I am confused about this situation that happened to me as I was trying to solve a shortest path problem using Dijkstra's Algorithm.
'$s$' is the starting point and '$t$' is finish.
When I reach to the point where my Visited set is $S_5=\{s,d,a,e,b,h\}$, I have two options to continue from to the next Current vertex, they are both equal and from what I have been reading, when you get to a situation where you have two equal weights you choose arbitrarily. The problem is, when I choose arbitrarily here, one path is shorter than the other:
If I choose: $S_7=\{s,d,a,e,b,h,g,t\}$, then I get $l(t)=12$.
If I choose: $S_7=\{s,d,a,e,b,h,f,t\}$, then I get $l(t)=9$.

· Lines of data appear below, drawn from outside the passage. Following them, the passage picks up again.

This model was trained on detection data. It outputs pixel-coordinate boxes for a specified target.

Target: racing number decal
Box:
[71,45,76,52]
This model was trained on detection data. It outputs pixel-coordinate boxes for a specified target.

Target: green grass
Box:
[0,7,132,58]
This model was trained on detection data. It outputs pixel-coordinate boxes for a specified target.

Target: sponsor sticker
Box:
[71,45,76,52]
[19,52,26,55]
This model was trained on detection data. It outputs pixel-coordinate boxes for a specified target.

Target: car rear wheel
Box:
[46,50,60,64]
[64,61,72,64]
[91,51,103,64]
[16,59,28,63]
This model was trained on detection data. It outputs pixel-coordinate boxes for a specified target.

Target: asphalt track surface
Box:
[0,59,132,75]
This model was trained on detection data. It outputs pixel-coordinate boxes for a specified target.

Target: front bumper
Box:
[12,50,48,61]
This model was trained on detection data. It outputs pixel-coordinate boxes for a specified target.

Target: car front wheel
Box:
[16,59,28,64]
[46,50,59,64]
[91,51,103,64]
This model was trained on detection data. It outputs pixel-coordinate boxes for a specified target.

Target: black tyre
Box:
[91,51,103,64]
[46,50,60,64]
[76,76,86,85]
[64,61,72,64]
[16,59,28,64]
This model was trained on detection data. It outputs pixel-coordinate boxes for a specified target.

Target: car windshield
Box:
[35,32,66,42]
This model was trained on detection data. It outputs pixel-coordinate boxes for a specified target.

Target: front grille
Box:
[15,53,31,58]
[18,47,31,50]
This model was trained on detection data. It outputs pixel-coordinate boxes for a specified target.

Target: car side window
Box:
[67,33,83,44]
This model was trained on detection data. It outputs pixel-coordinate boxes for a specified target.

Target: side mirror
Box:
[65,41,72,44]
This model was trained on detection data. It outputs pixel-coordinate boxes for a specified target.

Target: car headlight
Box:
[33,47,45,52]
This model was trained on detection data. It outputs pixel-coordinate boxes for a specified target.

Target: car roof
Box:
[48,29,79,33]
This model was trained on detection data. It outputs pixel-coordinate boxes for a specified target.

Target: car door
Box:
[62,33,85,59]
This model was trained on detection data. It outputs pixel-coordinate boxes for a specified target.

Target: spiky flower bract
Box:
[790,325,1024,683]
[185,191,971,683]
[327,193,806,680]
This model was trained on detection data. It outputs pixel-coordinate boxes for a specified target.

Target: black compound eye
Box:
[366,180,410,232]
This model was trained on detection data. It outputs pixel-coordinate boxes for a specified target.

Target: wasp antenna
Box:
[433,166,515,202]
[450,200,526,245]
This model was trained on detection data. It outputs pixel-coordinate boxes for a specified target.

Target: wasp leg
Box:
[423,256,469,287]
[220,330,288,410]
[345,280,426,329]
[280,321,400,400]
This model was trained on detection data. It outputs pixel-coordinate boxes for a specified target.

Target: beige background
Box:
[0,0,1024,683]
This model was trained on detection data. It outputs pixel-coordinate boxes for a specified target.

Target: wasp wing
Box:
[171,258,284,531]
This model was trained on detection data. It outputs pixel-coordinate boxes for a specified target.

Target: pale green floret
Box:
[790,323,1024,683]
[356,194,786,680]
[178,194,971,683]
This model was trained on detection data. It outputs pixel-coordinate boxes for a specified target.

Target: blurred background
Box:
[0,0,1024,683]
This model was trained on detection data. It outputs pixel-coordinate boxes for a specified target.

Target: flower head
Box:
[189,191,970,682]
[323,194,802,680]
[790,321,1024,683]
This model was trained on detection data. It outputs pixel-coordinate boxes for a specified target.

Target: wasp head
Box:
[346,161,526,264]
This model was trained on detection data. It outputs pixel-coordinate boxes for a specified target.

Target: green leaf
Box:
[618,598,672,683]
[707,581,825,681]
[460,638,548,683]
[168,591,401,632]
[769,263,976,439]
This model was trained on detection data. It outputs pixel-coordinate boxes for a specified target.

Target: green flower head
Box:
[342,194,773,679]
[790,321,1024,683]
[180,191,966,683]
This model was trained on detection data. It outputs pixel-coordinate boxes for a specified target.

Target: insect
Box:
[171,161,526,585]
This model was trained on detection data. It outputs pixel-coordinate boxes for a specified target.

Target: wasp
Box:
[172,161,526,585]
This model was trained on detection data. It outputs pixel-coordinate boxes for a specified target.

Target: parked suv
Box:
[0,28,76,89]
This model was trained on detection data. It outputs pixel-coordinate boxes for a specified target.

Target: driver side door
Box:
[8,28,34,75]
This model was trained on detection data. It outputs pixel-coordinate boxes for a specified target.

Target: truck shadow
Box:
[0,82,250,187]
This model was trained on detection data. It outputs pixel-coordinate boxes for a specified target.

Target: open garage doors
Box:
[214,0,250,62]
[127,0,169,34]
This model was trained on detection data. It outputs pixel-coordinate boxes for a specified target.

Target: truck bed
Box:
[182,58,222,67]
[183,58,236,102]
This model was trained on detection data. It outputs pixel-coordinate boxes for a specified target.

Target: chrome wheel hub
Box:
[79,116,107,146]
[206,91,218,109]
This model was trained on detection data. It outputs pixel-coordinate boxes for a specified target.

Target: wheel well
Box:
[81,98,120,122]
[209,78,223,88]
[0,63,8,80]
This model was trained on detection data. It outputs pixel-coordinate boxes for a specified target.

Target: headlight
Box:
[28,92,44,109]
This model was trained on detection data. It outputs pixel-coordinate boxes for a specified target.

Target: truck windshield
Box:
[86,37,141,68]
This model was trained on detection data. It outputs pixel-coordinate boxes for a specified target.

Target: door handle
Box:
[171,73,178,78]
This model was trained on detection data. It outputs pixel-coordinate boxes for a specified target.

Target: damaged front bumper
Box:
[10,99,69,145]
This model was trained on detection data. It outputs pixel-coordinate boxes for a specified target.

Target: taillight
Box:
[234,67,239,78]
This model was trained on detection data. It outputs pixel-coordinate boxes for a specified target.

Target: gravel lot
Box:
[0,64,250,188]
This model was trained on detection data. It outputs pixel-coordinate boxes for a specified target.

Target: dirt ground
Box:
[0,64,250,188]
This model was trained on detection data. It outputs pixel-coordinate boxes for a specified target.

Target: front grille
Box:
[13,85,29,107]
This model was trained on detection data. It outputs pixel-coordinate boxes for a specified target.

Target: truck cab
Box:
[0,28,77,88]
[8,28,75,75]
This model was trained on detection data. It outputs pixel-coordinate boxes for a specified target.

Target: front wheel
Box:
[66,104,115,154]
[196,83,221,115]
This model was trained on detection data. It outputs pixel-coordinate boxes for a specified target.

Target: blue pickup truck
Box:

How do I know which one to choose from when I get equal weights? because it obviously affects the whole path.
Best Answer
$t$ should not be a member of your $S_7$ in any case.
Steps 6, 7, and 8 will add nodes $f$, $g$ and $j$ to to the working set, in some arbitrary order, because all are at a distance of $8$ from the starting node. So these nodes will always get added before you start considering things at larger distance.
If you add $g$ in step 6, you don't immediately proceed to connect $g$ to $t$ -- that must only happen in a later step. And since reaching $t$ through $g$ has a path length of 12, this only happens (if at all) after you have processed all nodes at a closer distance than 12 from the starting node -- in particular $f$ will also have been processed then.
Depending on whether you add $f$, $g$ or $j$ first, the first finite distance we know for $t$ might be 12 -- but we're not actually visiting $t$ (and terminating the algorithm) unless its best known distance is minimal among all unvisited nodes.
(Also, there's plainly no way to reach $t$ is distance 9, but $s-d-e-f-t$ reaches it in distance 10).